Context
As part of a research internship project, a modular ROS architecture was designed to enable cooperative navigation between heterogeneous autonomous vehicles: drones (UAVs) and ground robots (UGVs).
The contribution focused on supporting the development and implementation of this system, which aimed to be scalable, with dynamic task allocation and coordinated execution across different hardware platforms.
The architecture uses a unified communication protocol, distributed ROS nodes, and a namespace layout allowing multiple robots to be managed from a central ROS master.
In the following Video 1: Video demo: multi-robot cooperation. , the drone scans the area above the robots. It detects the ArUco markers designating the target positions, and the robots then move to these positions.
Core Architecture
Overview
The system is organized around three main components:
Central ROS Master (PC)
Hosts coordination logic and global launchers. Acts as scheduler and monitor.UGVs (ROS-based robots)
Each UGV runs both common and robot-specific ROS nodes for navigation, teleoperation, and TCP communication.Drones (TCP clients)
Lightweight platforms communicating with UGVs via TCP. Each drone exchanges structured task data and state updates with a specific ground robot.
Robot Architecture
The ROS robot stack is split into two layers:
- common modules shared by all UGVs
- specific modules tied to the hardware and control architecture of each UGV

The Fig. 1 shows the ROS nodes and interfaces used in the project.
Robot-Specific Packages
These are located in the robots/ directory and provide hardware interfaces and configurations for each robot type (e.g., Turtlebot, Jetracer).
Communication Model
Drones and UGVs exchange data over TCP through a dual-channel setup:
Drone → UGV
The drone acts as a client and sends mission data such as target coordinates and task instructions.UGV → Drone
The UGV hosts a TCP server to publish status and connection details (IP and port) back to the drone.

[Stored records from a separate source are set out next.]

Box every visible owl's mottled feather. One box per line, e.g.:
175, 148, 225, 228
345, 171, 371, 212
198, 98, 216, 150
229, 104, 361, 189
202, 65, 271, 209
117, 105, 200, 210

This bidirectional link supports dynamic tasking, status reporting, and reliable coordination between airborne and ground agents.
Trame Management
Data packets (“trames”) follow a consistent management process across robots:
Trame Content
Defines the structure for tasks, targets, and status messages.Trame Distribution
Sends messages to individual robots, ensuring isolated task execution in multi-robot scenarios.Trame Sequence
Preserves ordering to ensure predictable and safe execution.

The Fig. 2 illustrates the packet flow and ordering in task execution.
Namespace and Multi-Robot Configuration
Each robot operates under a dedicated namespace (for example, /turtlebot/robot) to keep topics and services isolated. This setup is essential for running multiple identical robots in parallel.
ROS networking follows the Multiple Machines configuration, with the PC as master and robots as remote clients. Each device must be configured with the appropriate ROS_MASTER_URI and ROS_IP values for the network.